The most ineffective component of our teaching-learning process is feedback. Examinations do not serve any purpose as a form of feedback to the student to apply mid-course corrections. Results of exams are so delayed that, by the time it is announced there will be no opportunity to apply any change in the methods. A real feedback can be taken only by the teacher, during the classes. An idea that I have tried to propagate for over two decades is called “Monday Quiz”. A quiz, or a test of three or four short questions exclusively from the portions done in the previous week is the first thing that the student faces during the week. The questions are so designed that the paper could be answered in 15 minutes without any preparation other than listening in the class and browsing through the class notes.
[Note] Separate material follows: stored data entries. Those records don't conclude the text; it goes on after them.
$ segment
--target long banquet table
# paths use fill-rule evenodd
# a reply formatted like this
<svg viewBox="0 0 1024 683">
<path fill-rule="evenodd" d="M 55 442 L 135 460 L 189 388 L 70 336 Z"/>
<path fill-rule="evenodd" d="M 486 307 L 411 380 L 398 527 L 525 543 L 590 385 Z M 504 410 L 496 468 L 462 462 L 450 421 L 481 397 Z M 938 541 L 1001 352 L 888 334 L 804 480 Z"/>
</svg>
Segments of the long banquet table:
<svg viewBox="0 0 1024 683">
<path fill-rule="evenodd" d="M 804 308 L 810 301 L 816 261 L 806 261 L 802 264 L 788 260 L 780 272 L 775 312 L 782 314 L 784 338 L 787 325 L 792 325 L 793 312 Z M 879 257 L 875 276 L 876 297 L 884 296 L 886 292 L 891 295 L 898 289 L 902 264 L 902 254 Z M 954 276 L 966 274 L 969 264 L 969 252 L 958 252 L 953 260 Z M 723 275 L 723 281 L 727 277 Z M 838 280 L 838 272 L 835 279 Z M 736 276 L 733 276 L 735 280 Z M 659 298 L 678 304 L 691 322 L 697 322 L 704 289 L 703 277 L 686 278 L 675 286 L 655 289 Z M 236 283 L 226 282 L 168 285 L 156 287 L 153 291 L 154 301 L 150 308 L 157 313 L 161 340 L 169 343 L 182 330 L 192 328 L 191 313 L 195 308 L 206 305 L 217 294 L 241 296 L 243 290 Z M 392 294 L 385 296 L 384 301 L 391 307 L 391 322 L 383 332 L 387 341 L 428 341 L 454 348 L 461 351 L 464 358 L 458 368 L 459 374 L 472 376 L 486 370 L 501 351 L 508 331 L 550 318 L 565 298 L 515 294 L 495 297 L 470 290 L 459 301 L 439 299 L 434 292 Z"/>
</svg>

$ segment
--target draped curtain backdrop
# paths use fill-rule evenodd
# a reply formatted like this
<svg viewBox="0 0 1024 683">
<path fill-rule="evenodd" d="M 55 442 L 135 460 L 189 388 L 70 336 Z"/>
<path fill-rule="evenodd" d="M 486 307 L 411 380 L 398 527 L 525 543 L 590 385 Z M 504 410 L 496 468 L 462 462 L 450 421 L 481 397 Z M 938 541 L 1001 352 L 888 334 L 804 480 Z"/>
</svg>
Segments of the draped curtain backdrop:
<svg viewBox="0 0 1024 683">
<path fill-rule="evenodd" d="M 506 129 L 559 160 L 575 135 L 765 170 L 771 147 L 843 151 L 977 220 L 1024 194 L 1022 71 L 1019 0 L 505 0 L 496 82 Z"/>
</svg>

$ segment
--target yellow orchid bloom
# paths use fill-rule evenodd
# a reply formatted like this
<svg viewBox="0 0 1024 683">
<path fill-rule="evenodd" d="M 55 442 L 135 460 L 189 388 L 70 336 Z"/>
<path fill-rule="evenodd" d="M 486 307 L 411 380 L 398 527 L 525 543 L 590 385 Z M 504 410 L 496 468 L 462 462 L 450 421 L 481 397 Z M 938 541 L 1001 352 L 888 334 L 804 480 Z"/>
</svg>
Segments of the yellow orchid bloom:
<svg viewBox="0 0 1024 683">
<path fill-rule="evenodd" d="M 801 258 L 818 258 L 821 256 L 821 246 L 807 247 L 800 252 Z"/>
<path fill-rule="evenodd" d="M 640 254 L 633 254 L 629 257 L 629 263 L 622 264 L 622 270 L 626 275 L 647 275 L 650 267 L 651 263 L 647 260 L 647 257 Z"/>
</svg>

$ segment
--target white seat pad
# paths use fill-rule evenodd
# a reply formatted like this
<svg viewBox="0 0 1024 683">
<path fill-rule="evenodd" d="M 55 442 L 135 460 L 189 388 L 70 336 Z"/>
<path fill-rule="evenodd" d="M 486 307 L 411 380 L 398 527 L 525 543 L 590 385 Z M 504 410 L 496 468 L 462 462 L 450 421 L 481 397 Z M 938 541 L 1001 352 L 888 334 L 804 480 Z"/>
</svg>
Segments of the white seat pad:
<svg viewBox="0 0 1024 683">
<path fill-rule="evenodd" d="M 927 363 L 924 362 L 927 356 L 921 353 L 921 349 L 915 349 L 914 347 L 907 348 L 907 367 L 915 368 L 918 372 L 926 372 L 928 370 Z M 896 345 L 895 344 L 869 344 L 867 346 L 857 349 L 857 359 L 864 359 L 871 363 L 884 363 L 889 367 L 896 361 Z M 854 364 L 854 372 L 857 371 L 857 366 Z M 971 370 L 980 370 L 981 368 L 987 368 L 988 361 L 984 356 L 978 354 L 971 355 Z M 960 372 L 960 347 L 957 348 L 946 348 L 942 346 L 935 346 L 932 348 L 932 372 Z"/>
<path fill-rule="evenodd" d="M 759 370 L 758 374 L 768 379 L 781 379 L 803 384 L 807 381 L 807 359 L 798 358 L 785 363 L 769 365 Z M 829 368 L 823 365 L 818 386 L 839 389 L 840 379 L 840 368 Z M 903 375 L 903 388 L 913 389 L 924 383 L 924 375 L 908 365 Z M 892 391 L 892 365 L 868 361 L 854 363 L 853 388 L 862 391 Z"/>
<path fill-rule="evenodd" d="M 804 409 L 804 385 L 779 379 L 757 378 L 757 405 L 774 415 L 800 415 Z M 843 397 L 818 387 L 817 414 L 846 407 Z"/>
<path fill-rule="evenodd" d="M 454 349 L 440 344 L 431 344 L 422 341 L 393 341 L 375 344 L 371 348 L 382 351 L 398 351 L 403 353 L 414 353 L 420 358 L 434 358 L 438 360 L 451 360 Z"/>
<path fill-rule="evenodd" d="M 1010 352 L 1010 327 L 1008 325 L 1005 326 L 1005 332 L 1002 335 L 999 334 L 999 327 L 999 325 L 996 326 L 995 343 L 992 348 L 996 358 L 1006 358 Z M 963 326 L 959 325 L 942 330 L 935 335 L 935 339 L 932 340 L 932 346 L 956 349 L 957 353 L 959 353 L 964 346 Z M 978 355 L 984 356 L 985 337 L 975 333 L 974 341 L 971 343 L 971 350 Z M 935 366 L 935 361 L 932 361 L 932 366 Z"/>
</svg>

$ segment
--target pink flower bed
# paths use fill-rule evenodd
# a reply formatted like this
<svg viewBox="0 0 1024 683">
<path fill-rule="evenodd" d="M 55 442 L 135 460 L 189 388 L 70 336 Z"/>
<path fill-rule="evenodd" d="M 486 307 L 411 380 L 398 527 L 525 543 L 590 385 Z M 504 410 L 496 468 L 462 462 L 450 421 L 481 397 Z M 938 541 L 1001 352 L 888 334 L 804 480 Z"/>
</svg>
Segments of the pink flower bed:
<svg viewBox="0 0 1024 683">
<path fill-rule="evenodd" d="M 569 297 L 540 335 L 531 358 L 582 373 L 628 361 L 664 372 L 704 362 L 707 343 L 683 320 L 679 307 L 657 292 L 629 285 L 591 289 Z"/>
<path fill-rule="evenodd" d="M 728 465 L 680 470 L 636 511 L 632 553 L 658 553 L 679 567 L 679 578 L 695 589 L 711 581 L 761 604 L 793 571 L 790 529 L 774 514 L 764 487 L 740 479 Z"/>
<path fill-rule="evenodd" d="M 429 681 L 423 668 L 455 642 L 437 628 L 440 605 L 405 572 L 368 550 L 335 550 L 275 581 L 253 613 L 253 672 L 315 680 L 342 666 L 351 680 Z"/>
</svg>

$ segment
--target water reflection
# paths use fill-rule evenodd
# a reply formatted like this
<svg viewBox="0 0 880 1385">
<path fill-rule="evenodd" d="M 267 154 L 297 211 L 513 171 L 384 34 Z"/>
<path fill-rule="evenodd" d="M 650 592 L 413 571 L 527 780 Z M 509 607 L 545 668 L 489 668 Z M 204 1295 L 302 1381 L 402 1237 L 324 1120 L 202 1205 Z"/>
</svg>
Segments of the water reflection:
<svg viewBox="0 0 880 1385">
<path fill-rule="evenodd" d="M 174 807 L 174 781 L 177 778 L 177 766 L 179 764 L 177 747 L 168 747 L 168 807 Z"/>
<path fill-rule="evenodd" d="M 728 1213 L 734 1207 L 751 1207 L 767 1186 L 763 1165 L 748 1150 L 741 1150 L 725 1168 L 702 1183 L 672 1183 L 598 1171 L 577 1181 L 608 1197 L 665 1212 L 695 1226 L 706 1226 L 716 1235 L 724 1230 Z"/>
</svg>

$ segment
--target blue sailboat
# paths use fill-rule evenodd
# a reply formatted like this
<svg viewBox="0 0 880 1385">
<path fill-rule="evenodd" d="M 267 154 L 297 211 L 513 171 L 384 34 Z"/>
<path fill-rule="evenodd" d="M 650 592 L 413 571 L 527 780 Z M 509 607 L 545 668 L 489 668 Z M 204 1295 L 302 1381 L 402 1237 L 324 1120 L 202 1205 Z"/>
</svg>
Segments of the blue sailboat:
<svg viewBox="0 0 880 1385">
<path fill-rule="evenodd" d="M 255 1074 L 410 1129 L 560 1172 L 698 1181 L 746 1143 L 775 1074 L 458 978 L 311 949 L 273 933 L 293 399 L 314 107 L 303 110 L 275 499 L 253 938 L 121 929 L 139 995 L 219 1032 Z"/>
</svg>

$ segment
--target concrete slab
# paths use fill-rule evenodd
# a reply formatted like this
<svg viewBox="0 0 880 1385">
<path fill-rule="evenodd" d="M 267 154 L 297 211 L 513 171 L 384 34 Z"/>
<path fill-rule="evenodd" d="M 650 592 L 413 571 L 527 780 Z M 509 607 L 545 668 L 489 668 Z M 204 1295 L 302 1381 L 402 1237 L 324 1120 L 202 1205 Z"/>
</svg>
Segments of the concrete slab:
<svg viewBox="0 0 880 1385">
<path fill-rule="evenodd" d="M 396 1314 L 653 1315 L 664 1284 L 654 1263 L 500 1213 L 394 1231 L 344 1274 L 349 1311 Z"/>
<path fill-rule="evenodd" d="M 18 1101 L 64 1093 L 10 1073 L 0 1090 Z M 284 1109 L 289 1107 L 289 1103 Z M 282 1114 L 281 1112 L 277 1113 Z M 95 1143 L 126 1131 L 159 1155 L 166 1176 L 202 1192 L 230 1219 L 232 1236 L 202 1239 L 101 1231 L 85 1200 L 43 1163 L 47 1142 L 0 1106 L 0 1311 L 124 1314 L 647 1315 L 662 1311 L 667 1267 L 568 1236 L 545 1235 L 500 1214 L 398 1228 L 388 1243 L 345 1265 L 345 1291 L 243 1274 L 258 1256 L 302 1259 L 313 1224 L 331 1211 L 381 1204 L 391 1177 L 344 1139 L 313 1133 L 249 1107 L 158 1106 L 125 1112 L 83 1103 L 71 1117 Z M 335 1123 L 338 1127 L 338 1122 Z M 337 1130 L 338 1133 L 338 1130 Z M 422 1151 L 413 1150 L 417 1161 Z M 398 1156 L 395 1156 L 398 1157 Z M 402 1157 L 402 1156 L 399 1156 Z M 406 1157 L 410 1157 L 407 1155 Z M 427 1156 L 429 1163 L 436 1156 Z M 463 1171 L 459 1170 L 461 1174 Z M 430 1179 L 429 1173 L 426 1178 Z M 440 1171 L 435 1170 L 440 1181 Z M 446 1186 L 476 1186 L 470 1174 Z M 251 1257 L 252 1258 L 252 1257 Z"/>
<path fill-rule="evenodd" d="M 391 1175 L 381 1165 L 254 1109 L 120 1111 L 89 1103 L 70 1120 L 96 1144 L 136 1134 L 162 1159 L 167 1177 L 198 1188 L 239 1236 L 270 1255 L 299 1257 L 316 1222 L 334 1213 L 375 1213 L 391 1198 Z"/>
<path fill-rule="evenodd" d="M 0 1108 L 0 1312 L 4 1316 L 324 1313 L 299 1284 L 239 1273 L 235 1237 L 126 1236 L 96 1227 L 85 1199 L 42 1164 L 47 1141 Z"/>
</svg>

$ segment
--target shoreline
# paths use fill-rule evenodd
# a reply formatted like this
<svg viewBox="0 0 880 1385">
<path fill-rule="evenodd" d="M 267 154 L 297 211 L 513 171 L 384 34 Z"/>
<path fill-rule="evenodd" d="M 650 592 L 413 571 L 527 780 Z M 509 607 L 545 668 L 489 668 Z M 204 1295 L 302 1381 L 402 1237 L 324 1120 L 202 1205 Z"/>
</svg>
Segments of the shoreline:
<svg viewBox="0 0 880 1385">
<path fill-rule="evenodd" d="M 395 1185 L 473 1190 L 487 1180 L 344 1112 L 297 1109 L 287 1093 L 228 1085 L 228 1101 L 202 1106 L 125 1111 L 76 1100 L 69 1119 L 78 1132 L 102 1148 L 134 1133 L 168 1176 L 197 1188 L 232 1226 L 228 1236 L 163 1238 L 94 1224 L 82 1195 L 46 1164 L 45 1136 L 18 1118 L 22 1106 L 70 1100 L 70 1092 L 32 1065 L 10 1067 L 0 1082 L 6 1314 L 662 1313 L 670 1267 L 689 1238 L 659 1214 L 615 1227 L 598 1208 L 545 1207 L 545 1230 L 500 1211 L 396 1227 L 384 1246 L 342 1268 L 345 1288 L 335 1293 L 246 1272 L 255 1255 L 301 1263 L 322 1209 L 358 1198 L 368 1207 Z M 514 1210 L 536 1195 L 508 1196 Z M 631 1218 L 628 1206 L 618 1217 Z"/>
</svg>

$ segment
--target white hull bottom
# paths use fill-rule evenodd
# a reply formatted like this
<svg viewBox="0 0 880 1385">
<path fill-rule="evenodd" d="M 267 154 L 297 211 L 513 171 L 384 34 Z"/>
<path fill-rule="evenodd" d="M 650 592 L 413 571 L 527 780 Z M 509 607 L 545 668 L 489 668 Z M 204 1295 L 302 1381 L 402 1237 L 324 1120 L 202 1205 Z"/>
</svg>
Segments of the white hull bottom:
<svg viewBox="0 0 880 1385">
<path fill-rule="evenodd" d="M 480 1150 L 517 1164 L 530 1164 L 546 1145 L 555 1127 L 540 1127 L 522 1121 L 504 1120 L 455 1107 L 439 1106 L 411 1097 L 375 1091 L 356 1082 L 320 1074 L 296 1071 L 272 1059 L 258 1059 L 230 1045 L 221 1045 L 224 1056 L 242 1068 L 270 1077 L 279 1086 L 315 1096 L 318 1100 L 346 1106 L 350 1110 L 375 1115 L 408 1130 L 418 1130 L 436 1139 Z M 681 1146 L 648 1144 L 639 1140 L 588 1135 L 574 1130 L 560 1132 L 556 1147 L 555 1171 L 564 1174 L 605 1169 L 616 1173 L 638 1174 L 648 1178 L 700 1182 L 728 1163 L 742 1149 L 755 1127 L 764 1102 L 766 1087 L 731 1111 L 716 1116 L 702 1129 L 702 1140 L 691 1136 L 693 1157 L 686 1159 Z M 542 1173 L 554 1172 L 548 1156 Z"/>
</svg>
The teacher evaluates and returns the answer sheets the next day. By the third or fourth week in the semester the whole class turns alert and responsive. This is a method I have used successfully in many undergraduate courses. I can guarantee its success.
I find there are two types of teaching learning process: I call one of them “pull system” where a student, desirous of knowing something pulls it out of where it is available, be it teachers, internet, library, textbooks or journals. The second one is the “push system” where the teacher tries to push knowledge down the throat of the unwilling recipient. In India we find that University education goes by and large in the push system. Under the circumstances I have no hesitation in asserting that e-learning is a colossal failure in India as a substitute for classrooms.
If Technical education is to be tuned towards Sustainable Development the student and teacher should come out of the age old “push system” and come to the “pull system” where the student is so motivated as to grab knowledge and information from where it is available. Modern Internet Technology becomes relevant only in this context. Philosophy of sustainable development can enter their minds and heart only if we motivate the students to accept it as urgent and important.
7.     Summary
This paper analyses the idea of Sustainable Development as defined by UN in the Brundtland Report (1987) and takes the view that it is illogical to compare financial status for development as against more valid intangibles that define quality of life. Exploitation that started  a few centuries ago continues in a different form through multinationals using new technology and influencing and manipulating governments across the world, resulting in fast depletion of natural resources. Educational systems in general and technical education in particular cater to the greed of these neo colonial forces. This can be changed only by renewing our educational systems in content and delivery. This involves breaking the vicious circle of conventional lecture-examination-marks mode. Feedback system should be made continuous and effective with the introduction of “Monday Quizzes” in classrooms. Teaching-learning process should shift from the present push system to the pull-system with better motivation.
 Design courses should be restructured to include the disposal methods of designed equipment and gadgets. It should be mandatory for brochures of gadgets to specify how to dispose of it after its life time. A legislation to this effect is recommended.